Estamos em Torres Vedras, junto
ao antigo Chafariz dos Canos, construído na primeira metade do século XIV
próximo de uma das portas das muralhas medievais da cidade. Era abastecido por
um aqueduto monumental que se prolongava por mais de 200 quilómetros, passando
sobre o rio Sizandro num conjunto de arcadas sem comparação a nível europeu,
igualando-lhe apenas, talvez, o modesto aqueduto da capital.
É assim que, ainda mal nos
encontrámos e você talvez já tenha concluído que não me deve levar demasiado a
sério. Não porque sou estrangeiro, o que você adivinha pelo meu modo de falar,
mas porque lhe parece que há algo de errado no que lhe conto… e tem razão.
Estamos aqui para mais um episódio da insólita história de Torres Vedras e
apenas parte do que lhe vou contar é verdade. Onde esta termina e começa a
fantasia, onde a história dá lugar a ficção, eis o enigma. Seja como for,
espero que se divirta.
Além da população local, este chafariz servia também
os almocreves, que transportavam mercadorias.
Eram gente com horizonte nos
olhos, que enfrentava os perigos dos caminhos, que andava armada e não se regia
pelas mesmas regras dos citadinos. Além disso, era sabido que bebiam o vinho
que transportavam e misturavam o resto com água, para enganar clientes e
fornecedores. Por isso, em nenhum outro lugar do país os almocreves criavam
tantos problemas, já que a excelente qualidade do vinho da região permitia que
se lhe fosse acrescentado mais água e, portanto, que fosse mais bebido.

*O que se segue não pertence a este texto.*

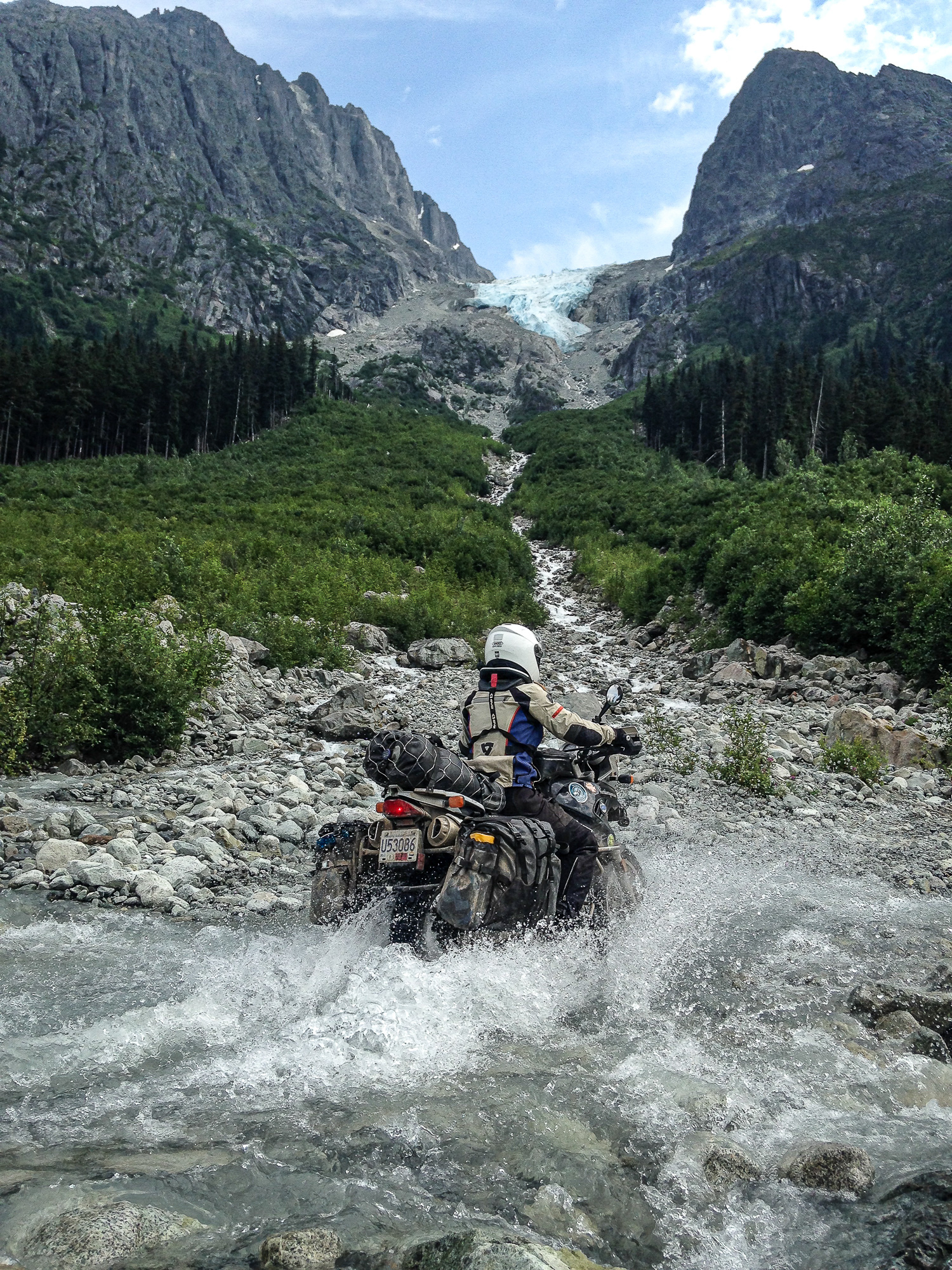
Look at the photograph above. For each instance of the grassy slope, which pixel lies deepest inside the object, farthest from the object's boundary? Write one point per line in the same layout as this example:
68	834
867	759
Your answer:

Aqui se juntavam, constrangendo o
acesso dos locais à fonte e em constante algazarra. Talvez por essa razão, o
arquiteto do Chafariz dos Canos desenhou-o de forma tão singular: ao contrário
de outras fontes góticas da mesma altura (por exemplo, a de Santarém, que é
retangular, com três faces, cada qual com um arco de entrada), este tem cinco
faces, portanto, cinco arcos, precisamente para evitar engarrafamentos no
acesso à água e, por conseguinte, a desordem.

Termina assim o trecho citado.